Lavoro
Pnrr giustizia, migliaia di precari verso il baratro: su 12 mila lavoratori solo la metà saranno stabilizzati
Era stato presentato come il grande piano per modernizzare la macchina giudiziaria italiana, ma oggi rischia di trasformarsi in un paradosso: oltre 11.800 lavoratori assunti con contratti a termine nell’ambito del Pnrr, dopo aver garantito il funzionamento di tribunali al collasso, vedono svanire la prospettiva di un futuro stabile. Solo 6.000 di loro saranno stabilizzati. Gli altri torneranno alla precarietà.
Il comunicato ministeriale dell’11 agosto 2025 prometteva una procedura comparativa “entro ottobre”. Poi il silenzio: nessun bando, nessun criterio, nessuna trasparenza. Persino l’annuncio è stato rimosso dal sito ufficiale. È l’ennesimo cortocircuito tra promesse politiche e amministrazione reale.
La beffa delle risorse zero
Nella Legge di Bilancio appena presentata non compare un solo euro destinato alla stabilizzazione dei precari Pnrr. Un’assenza che grida vendetta, perché questi lavoratori non rappresentano un costo, ma un investimento: hanno consentito di smaltire arretrati, ridurre i tempi dei processi e garantire i target europei del Piano di ripresa. Senza di loro, il rischio è chiaro: tribunali paralizzati e obiettivi Pnrr compromessi, con conseguente perdita di credibilità e di fondi europei. L’Unione ci chiede efficienza e continuità, non stop-and-go burocratici dettati da logiche contabili di breve periodo.
Tra concorsi e demansionamenti
Il governo prova a mettere una toppa con il concorso UNEP per 2.700 posti, ma la soluzione è illusoria. Molti dei precari attuali rischiano un “demansionamento indiretto”, passando da funzioni di alto profilo a ruoli amministrativi inferiori.
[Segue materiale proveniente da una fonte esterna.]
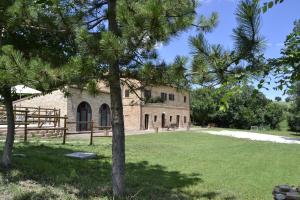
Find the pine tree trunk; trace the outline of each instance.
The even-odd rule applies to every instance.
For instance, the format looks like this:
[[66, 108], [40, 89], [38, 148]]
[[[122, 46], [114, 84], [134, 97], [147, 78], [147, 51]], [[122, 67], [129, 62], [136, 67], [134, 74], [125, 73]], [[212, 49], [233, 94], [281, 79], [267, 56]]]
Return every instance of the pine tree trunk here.
[[[108, 26], [109, 31], [119, 35], [116, 19], [116, 0], [108, 1]], [[109, 86], [112, 111], [112, 186], [113, 195], [124, 195], [125, 174], [125, 132], [122, 105], [122, 93], [120, 85], [120, 69], [118, 60], [109, 66]]]
[[6, 88], [4, 93], [3, 97], [6, 107], [7, 135], [2, 155], [2, 165], [5, 169], [9, 169], [12, 163], [12, 150], [15, 140], [15, 119], [10, 87]]

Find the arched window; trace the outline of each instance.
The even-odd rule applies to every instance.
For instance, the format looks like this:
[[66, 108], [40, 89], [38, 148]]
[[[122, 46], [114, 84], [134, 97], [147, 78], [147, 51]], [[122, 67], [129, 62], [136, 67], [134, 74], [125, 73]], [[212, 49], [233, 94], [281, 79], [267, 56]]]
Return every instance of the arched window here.
[[99, 109], [99, 125], [111, 126], [110, 108], [107, 104], [102, 104]]
[[91, 130], [92, 109], [87, 102], [81, 102], [77, 107], [76, 130]]

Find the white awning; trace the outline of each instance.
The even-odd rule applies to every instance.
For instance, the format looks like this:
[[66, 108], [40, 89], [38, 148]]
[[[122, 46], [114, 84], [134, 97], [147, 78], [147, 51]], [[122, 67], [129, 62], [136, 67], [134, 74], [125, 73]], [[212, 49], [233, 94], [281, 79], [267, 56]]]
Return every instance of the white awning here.
[[11, 90], [17, 94], [41, 94], [40, 91], [27, 87], [25, 85], [16, 85]]

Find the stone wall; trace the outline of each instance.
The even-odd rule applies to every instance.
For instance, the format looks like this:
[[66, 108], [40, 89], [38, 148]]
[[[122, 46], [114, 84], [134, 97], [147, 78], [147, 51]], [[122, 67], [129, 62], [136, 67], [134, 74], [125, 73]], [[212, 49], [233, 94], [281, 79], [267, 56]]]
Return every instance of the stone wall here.
[[[171, 107], [163, 104], [149, 104], [142, 107], [142, 127], [145, 129], [145, 115], [149, 115], [149, 127], [162, 128], [162, 115], [165, 116], [165, 126], [176, 124], [177, 115], [179, 116], [179, 128], [186, 128], [190, 121], [190, 110], [184, 107]], [[156, 117], [155, 117], [156, 116]], [[156, 121], [155, 121], [156, 118]], [[184, 118], [186, 119], [184, 121]]]
[[[100, 122], [99, 109], [102, 104], [107, 104], [110, 107], [110, 95], [108, 93], [101, 92], [99, 95], [93, 96], [88, 94], [87, 91], [81, 91], [79, 89], [70, 88], [71, 96], [68, 97], [67, 110], [68, 121], [76, 122], [77, 107], [81, 102], [87, 102], [92, 109], [92, 119], [98, 126]], [[70, 124], [70, 131], [76, 131], [76, 124]]]

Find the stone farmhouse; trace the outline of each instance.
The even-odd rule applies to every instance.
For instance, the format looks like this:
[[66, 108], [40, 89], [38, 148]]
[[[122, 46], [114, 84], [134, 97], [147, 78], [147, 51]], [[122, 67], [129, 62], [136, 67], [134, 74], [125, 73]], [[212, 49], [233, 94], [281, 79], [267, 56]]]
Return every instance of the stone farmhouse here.
[[[69, 87], [65, 94], [56, 90], [50, 94], [28, 97], [14, 102], [16, 106], [60, 109], [66, 115], [70, 131], [88, 131], [93, 120], [97, 126], [111, 126], [109, 88], [98, 84], [99, 94]], [[125, 130], [187, 128], [190, 124], [190, 99], [188, 91], [175, 87], [146, 87], [131, 92], [122, 85]]]

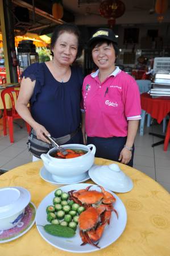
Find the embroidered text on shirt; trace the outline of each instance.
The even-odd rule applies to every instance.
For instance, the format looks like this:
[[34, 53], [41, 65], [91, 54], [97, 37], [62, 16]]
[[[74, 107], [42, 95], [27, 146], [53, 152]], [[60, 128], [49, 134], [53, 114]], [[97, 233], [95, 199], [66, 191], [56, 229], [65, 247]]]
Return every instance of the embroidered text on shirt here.
[[108, 106], [115, 106], [115, 107], [118, 107], [118, 104], [117, 102], [114, 102], [113, 101], [105, 101], [105, 104], [106, 105], [108, 105]]

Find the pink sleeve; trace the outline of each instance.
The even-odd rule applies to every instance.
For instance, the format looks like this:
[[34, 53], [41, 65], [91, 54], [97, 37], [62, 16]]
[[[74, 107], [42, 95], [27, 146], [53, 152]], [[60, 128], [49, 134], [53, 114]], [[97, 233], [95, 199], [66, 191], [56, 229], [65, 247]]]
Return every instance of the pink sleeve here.
[[81, 99], [81, 101], [80, 103], [80, 109], [81, 109], [81, 112], [82, 113], [85, 113], [85, 110], [84, 109], [84, 90], [85, 90], [85, 79], [84, 79], [84, 81], [83, 81], [83, 84], [82, 84], [82, 99]]
[[[125, 113], [127, 119], [140, 119], [140, 93], [138, 86], [134, 79], [130, 79], [128, 82], [125, 85], [123, 99]], [[130, 118], [131, 117], [138, 117], [138, 118]]]

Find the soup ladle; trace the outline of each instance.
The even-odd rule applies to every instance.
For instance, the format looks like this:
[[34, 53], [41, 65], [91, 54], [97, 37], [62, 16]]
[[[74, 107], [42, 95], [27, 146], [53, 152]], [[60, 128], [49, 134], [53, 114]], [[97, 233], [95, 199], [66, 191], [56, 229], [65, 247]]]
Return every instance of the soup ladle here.
[[61, 147], [61, 146], [58, 145], [57, 143], [51, 138], [51, 136], [47, 136], [44, 133], [43, 133], [43, 135], [48, 139], [51, 144], [57, 150], [61, 152], [63, 155], [65, 155], [68, 154], [68, 152], [64, 148], [64, 147]]

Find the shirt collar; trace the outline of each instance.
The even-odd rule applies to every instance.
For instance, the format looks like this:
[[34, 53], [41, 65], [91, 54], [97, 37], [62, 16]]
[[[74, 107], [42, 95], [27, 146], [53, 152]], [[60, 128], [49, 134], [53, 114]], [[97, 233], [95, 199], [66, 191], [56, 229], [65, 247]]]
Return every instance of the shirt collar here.
[[[111, 76], [116, 76], [121, 72], [121, 69], [120, 69], [118, 66], [116, 66], [114, 71], [110, 75], [109, 75], [108, 77]], [[90, 75], [93, 78], [94, 78], [98, 76], [98, 72], [99, 72], [99, 69], [97, 69], [95, 72], [92, 73], [92, 74], [90, 74]]]

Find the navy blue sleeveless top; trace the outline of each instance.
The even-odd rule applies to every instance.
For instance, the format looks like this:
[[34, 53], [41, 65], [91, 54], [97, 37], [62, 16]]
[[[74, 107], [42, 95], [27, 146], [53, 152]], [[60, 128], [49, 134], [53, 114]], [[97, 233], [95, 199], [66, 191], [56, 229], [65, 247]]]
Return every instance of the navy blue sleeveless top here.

È una logica da Stato contabile, non da Stato moderno: si preferisce risparmiare su chi ha già competenze, invece di consolidarle.
Nord, Sud e il nodo del costo della vita
A complicare il quadro c’è la geografia: le carenze più gravi sono al Nord, dove il costo della vita è più alto, mentre gran parte dei precari opera nel Mezzogiorno. Stabilizzarli solo in cambio di un trasferimento sarebbe una beffa sociale oltre che economica. Lo Stato chiede flessibilità a chi ha garantito continuità: una contraddizione intollerabile.
Questione di dignità, non di bilancio
La stabilizzazione non è un privilegio, ma un atto di giustizia. Continuare a trattare questi lavoratori come numeri significa svilire l’idea stessa di Pubblica amministrazione come motore di coesione e innovazione. Le risorse, se si vuole, si trovano. Manca, semmai, la volontà politica. Se il governo Meloni vuole davvero “modernizzare lo Stato”, cominci dal riconoscere chi, in questi anni, lo ha tenuto in piedi.